- App icon
- Developer: Funday Factory (2014)
- Platforms: iOS, Android, Windows
- Release: 2012 (as Lego App4+) 2014 (as Lego Juniors Create & Cruise)

= Lego Juniors Create & Cruise =

2012 video game

Lego Juniors Create & Cruise (originally Lego App4+) is a 2012 mobile game based on the Lego Juniors line of sets released for iOS, Android, and Windows 10. The game was created for younger audiences. It has since been delisted and is no longer available for download.

== Gameplay ==
After customizing a minifigure and vehicle, the gameplay consists of the player driving the vehicle across the main world while collecting coins, which in turn can unlock more minifigure and vehicle parts.

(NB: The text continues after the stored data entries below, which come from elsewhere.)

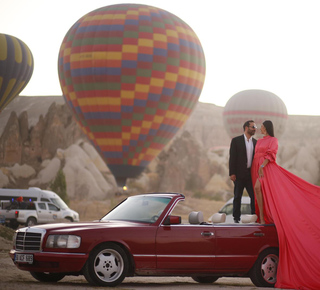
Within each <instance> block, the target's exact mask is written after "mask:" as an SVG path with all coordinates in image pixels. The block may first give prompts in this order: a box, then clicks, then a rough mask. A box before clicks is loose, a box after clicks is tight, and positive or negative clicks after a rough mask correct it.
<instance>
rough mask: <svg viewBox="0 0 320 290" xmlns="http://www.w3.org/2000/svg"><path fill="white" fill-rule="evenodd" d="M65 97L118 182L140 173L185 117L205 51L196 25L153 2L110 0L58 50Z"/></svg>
mask: <svg viewBox="0 0 320 290" xmlns="http://www.w3.org/2000/svg"><path fill="white" fill-rule="evenodd" d="M58 69H59V79H60V84H61V88H62V91H63V94H64V97H65V100H66V102H67V104H68V105H69V106H70V107H71V109H72V111H73V113H74V115H75V116H76V118H77V120H78V122H79V124H80V126H81V127H82V129H83V130H84V132H85V133H86V134H87V136H88V137H89V139H90V140H91V141H92V143H93V144H94V145H95V147H96V149H97V150H98V151H99V152H100V154H101V155H102V157H103V158H104V160H105V161H106V163H107V165H108V167H109V168H110V170H111V171H112V173H113V174H114V176H115V177H116V179H117V181H118V184H122V185H123V184H124V182H125V180H126V178H128V177H136V176H138V175H139V174H140V173H141V172H142V171H143V169H144V168H145V167H146V166H147V165H148V164H149V162H150V161H151V160H152V159H153V158H154V157H155V156H157V155H158V154H159V153H160V151H161V150H162V148H163V147H164V146H165V145H166V144H167V143H168V141H169V140H170V139H171V138H172V137H173V136H174V134H175V133H176V132H177V131H178V130H179V128H180V127H181V126H182V125H183V124H184V123H185V121H186V120H187V118H188V116H189V115H190V113H191V112H192V110H193V108H194V106H195V105H196V103H197V101H198V98H199V96H200V93H201V90H202V86H203V83H204V78H205V59H204V53H203V50H202V47H201V44H200V42H199V40H198V38H197V36H196V34H195V33H194V32H193V30H192V29H191V28H190V27H189V26H188V25H187V24H186V23H185V22H183V21H182V20H181V19H179V18H178V17H176V16H175V15H173V14H171V13H169V12H167V11H164V10H162V9H158V8H155V7H151V6H146V5H139V4H120V5H112V6H106V7H103V8H100V9H97V10H95V11H92V12H90V13H88V14H87V15H85V16H83V17H82V18H81V19H80V20H78V21H77V22H76V23H75V24H74V25H73V26H72V27H71V29H70V30H69V31H68V33H67V34H66V36H65V38H64V40H63V43H62V45H61V48H60V53H59V63H58Z"/></svg>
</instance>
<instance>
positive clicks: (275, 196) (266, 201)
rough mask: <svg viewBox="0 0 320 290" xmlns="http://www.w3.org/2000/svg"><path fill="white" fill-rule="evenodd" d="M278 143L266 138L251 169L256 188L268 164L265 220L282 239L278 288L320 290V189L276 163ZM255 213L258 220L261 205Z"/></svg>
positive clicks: (260, 147) (259, 149)
mask: <svg viewBox="0 0 320 290" xmlns="http://www.w3.org/2000/svg"><path fill="white" fill-rule="evenodd" d="M277 151H278V140H277V138H275V137H270V136H265V137H264V138H262V139H259V140H258V142H257V145H256V148H255V155H254V160H253V163H252V168H251V175H252V182H253V185H255V183H256V180H257V178H259V176H258V169H259V166H260V165H261V164H262V163H263V161H264V159H268V160H269V163H268V164H267V165H266V166H265V167H264V168H263V173H264V177H262V178H260V179H259V180H260V183H261V188H262V194H263V202H264V217H265V222H266V223H274V224H275V226H276V229H277V233H278V238H279V265H278V271H277V283H276V285H275V287H277V288H285V289H317V290H319V289H320V187H319V186H315V185H313V184H310V183H308V182H307V181H305V180H303V179H301V178H299V177H297V176H295V175H294V174H292V173H290V172H289V171H287V170H285V169H284V168H282V167H281V166H279V165H278V164H277V163H276V154H277ZM256 213H257V215H258V216H259V209H258V205H257V204H256Z"/></svg>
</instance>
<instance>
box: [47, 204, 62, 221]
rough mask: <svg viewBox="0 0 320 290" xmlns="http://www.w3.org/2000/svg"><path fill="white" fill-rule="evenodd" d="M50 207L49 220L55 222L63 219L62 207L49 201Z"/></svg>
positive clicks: (49, 211)
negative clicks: (58, 205)
mask: <svg viewBox="0 0 320 290" xmlns="http://www.w3.org/2000/svg"><path fill="white" fill-rule="evenodd" d="M48 209H49V214H48V217H49V222H51V223H54V222H57V221H58V220H61V219H62V216H61V211H60V208H58V207H57V206H56V205H54V204H52V203H48Z"/></svg>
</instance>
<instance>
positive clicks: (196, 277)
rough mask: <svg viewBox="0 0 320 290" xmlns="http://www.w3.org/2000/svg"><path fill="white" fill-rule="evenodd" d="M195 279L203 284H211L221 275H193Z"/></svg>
mask: <svg viewBox="0 0 320 290" xmlns="http://www.w3.org/2000/svg"><path fill="white" fill-rule="evenodd" d="M191 278H192V279H193V280H194V281H196V282H198V283H201V284H211V283H214V282H216V281H217V280H218V279H219V278H220V277H215V276H193V277H191Z"/></svg>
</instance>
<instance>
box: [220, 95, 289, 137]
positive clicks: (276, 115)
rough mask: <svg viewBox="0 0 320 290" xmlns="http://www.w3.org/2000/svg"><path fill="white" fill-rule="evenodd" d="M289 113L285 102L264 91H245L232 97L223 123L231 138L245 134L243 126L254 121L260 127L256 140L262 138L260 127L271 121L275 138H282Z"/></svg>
mask: <svg viewBox="0 0 320 290" xmlns="http://www.w3.org/2000/svg"><path fill="white" fill-rule="evenodd" d="M287 119H288V113H287V108H286V105H285V104H284V102H283V101H282V100H281V99H280V98H279V97H278V96H277V95H275V94H273V93H271V92H268V91H264V90H245V91H242V92H239V93H237V94H235V95H234V96H232V97H231V98H230V99H229V101H228V102H227V104H226V105H225V107H224V110H223V123H224V126H225V128H226V130H227V132H228V134H229V136H230V137H231V138H233V137H236V136H239V135H241V134H243V127H242V126H243V124H244V123H245V122H246V121H248V120H254V121H255V123H256V124H257V126H258V129H257V131H256V135H255V136H254V137H255V138H261V137H262V135H261V133H260V126H261V124H262V123H263V122H264V121H265V120H271V121H272V123H273V125H274V130H275V136H276V137H280V136H281V135H282V134H283V132H284V130H285V128H286V124H287Z"/></svg>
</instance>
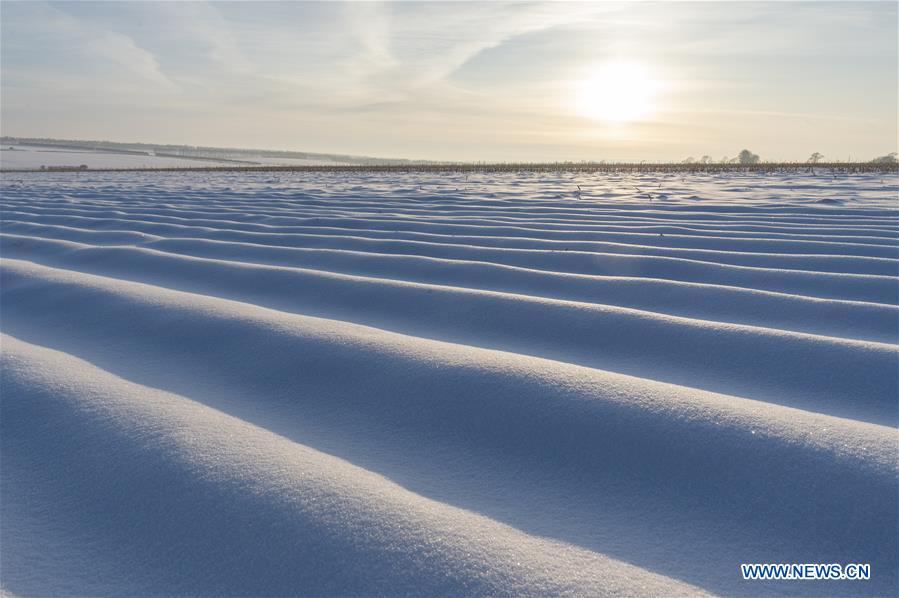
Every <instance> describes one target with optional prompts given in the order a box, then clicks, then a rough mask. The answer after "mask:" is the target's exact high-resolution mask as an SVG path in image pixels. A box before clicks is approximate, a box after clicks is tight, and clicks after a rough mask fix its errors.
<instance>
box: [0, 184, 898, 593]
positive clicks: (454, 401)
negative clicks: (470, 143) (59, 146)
mask: <svg viewBox="0 0 899 598" xmlns="http://www.w3.org/2000/svg"><path fill="white" fill-rule="evenodd" d="M421 176H422V175H420V174H419V175H414V176H413V175H399V174H394V175H369V176H363V175H353V176H352V177H347V176H345V175H313V174H303V175H302V178H300V175H296V178H289V177H287V176H281V177H279V178H277V179H276V178H273V177H271V175H265V174H263V173H255V174H249V173H243V174H239V175H237V174H231V175H229V174H222V173H219V174H199V173H195V174H185V173H176V174H166V175H156V176H149V175H135V174H106V175H97V174H80V175H61V174H60V175H43V176H37V175H33V176H32V175H25V176H22V177H17V178H16V179H10V178H4V179H3V188H2V190H3V202H2V217H3V221H2V230H0V255H2V263H0V293H2V297H0V298H2V304H0V307H2V312H0V328H2V337H0V346H2V381H0V389H2V395H3V396H2V401H0V409H2V417H0V443H2V456H3V459H2V466H0V475H2V478H0V483H2V496H0V498H2V500H0V507H2V517H0V535H2V537H0V540H2V550H0V584H2V588H3V590H4V591H5V592H8V593H12V594H22V595H35V594H39V595H48V594H90V595H121V594H129V595H291V594H311V595H454V596H462V595H464V596H468V595H500V594H501V595H558V594H576V595H695V594H701V593H719V594H728V595H760V594H765V595H774V594H789V595H796V594H827V595H850V594H851V595H876V596H880V595H890V594H895V592H896V591H897V568H899V567H897V559H899V553H897V534H896V529H897V526H899V512H897V510H899V458H897V449H899V434H897V430H896V427H897V424H899V403H897V396H899V375H897V374H899V370H897V367H899V338H897V336H899V298H897V293H899V230H897V224H899V210H897V209H896V208H895V205H893V203H894V202H893V199H894V198H895V194H896V190H897V188H896V184H895V183H896V181H895V180H892V179H891V180H888V181H886V182H882V181H881V179H880V177H879V176H877V177H874V176H857V177H851V178H848V177H847V178H840V179H835V180H830V179H826V178H823V177H822V178H814V177H810V176H792V177H788V176H786V175H779V176H774V175H771V176H766V177H763V176H759V175H749V176H735V175H729V176H718V177H699V178H694V179H683V178H681V177H671V178H667V177H666V178H661V177H651V176H649V175H644V176H640V177H616V176H610V175H604V176H601V177H595V176H594V177H586V176H585V177H581V178H575V179H572V178H571V177H570V176H559V177H546V176H542V177H537V176H531V175H527V174H520V175H515V176H512V175H504V176H499V175H493V176H491V177H487V176H486V175H485V176H482V177H476V176H461V175H460V176H453V175H441V176H433V177H431V178H429V179H426V180H421ZM576 185H580V187H581V193H580V197H581V199H577V198H576V195H575V194H574V193H573V190H575V187H576ZM649 187H652V188H655V189H662V190H663V191H664V197H665V199H663V200H659V199H656V200H654V201H651V202H650V201H649V200H648V199H647V198H646V197H645V196H644V195H642V194H641V193H639V192H636V191H635V190H634V189H635V188H638V189H639V188H649ZM825 199H827V200H834V201H827V202H822V201H821V200H825ZM836 200H839V202H837V201H836ZM764 562H798V563H809V562H821V563H841V564H845V563H870V564H871V568H872V578H871V580H869V581H864V582H861V581H818V582H783V581H782V582H774V581H769V582H759V581H744V580H743V579H742V577H741V575H740V570H739V565H740V563H764Z"/></svg>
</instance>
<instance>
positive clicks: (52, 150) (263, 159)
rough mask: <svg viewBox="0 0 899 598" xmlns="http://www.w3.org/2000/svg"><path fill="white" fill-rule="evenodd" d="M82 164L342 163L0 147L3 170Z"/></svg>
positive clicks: (268, 163) (76, 164)
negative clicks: (127, 153) (222, 159)
mask: <svg viewBox="0 0 899 598" xmlns="http://www.w3.org/2000/svg"><path fill="white" fill-rule="evenodd" d="M82 164H83V165H85V166H87V167H88V168H93V169H134V168H142V169H153V168H199V167H207V166H208V167H217V168H221V167H225V166H333V165H339V164H341V163H340V162H335V161H333V160H313V159H305V158H270V157H264V156H241V158H240V162H233V161H227V160H213V159H209V160H203V159H198V158H178V157H173V156H156V155H149V154H148V155H140V154H126V153H116V152H110V151H102V150H98V151H90V150H73V149H65V148H60V147H52V146H40V147H39V146H29V145H15V146H4V147H3V148H2V150H0V169H2V170H40V169H41V167H42V166H45V167H61V166H62V167H67V168H78V167H79V166H81V165H82Z"/></svg>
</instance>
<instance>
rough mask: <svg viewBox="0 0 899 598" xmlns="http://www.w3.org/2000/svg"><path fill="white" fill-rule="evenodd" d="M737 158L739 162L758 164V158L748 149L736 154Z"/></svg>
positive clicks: (757, 155)
mask: <svg viewBox="0 0 899 598" xmlns="http://www.w3.org/2000/svg"><path fill="white" fill-rule="evenodd" d="M737 158H738V159H739V161H740V164H758V163H759V160H760V158H759V157H758V155H757V154H753V153H752V152H751V151H749V150H743V151H741V152H740V153H739V154H738V155H737Z"/></svg>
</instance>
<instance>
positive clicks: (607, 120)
mask: <svg viewBox="0 0 899 598" xmlns="http://www.w3.org/2000/svg"><path fill="white" fill-rule="evenodd" d="M657 87H658V83H657V81H656V80H655V79H654V78H653V77H652V76H651V75H650V74H649V72H648V71H647V70H646V69H645V68H644V67H643V66H641V65H639V64H635V63H631V62H613V63H609V64H606V65H604V66H601V67H599V68H597V69H596V70H595V71H593V73H592V75H591V76H590V77H588V78H587V79H586V80H585V81H584V82H583V84H582V87H581V93H580V98H579V103H580V111H581V112H582V113H583V114H584V115H585V116H588V117H590V118H594V119H598V120H604V121H608V122H613V123H623V122H630V121H635V120H641V119H643V118H645V117H646V116H647V115H648V114H649V113H650V112H652V109H653V100H654V96H655V94H656V90H657Z"/></svg>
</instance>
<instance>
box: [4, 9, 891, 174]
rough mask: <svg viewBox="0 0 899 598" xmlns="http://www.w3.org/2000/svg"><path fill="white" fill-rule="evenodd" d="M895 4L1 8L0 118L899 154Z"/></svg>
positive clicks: (847, 156)
mask: <svg viewBox="0 0 899 598" xmlns="http://www.w3.org/2000/svg"><path fill="white" fill-rule="evenodd" d="M897 106H899V104H897V3H896V2H894V1H887V2H762V3H756V2H731V1H723V0H719V1H715V2H691V3H686V2H595V3H591V2H525V3H522V2H516V3H511V2H396V3H380V2H348V3H343V2H58V3H56V2H49V3H45V2H18V1H7V0H4V1H2V2H0V132H2V134H4V135H10V136H22V137H26V136H27V137H55V138H65V139H103V140H110V141H123V142H147V143H175V144H188V145H209V146H223V147H243V148H262V149H286V150H297V151H309V152H323V153H340V154H353V155H366V156H377V157H391V158H410V159H429V160H464V161H473V160H484V161H555V160H647V161H656V160H661V161H680V160H683V159H686V158H687V157H693V158H696V159H699V158H701V157H702V156H703V155H708V156H710V157H711V158H712V159H714V160H716V161H717V160H720V159H721V158H723V157H732V156H734V155H736V154H737V153H738V152H739V151H740V150H741V149H743V148H748V149H750V150H752V151H754V152H755V153H757V154H759V155H761V156H762V158H763V159H767V160H805V159H806V158H808V156H809V155H810V154H811V153H812V152H820V153H821V154H823V155H824V156H825V159H832V160H845V159H850V158H851V159H853V160H859V159H869V158H872V157H875V156H880V155H884V154H886V153H889V152H894V151H896V150H897V134H899V131H897V128H899V127H897V110H899V109H897Z"/></svg>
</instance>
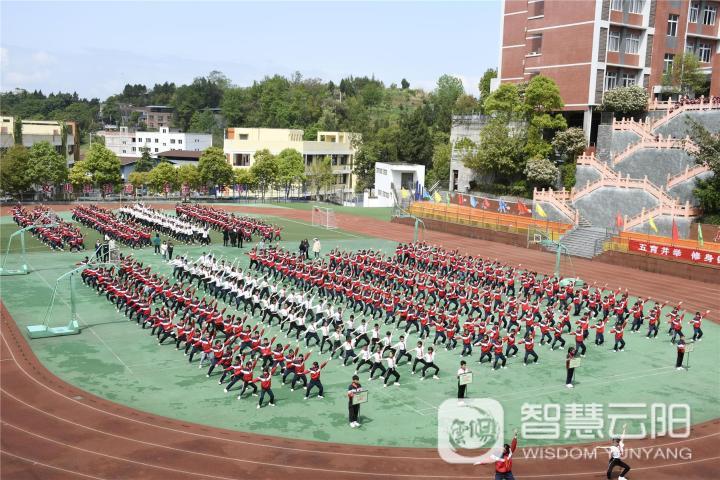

Players could also unlock Lego sets in the game.

== Development ==
Developer Funday Factory is based in Aarhus, Denmark. The app was released in 2012 as Lego App4+, which was in 2D. It was originally supposed to have more features, but the developers chose to trim them in order to make the app more simple for the target audience. The studio Funday Factory took over development and redesigned the game in 3D, after which it was relaunched as Lego Juniors Create & Cruise. Regular updates continued until around 2019, after which it was retired.

== Reception ==
According to Lego, the game received over 200 million downloads, making it the most downloaded app ever released by them. It was among the top educational games on the Google Play Store in 2015.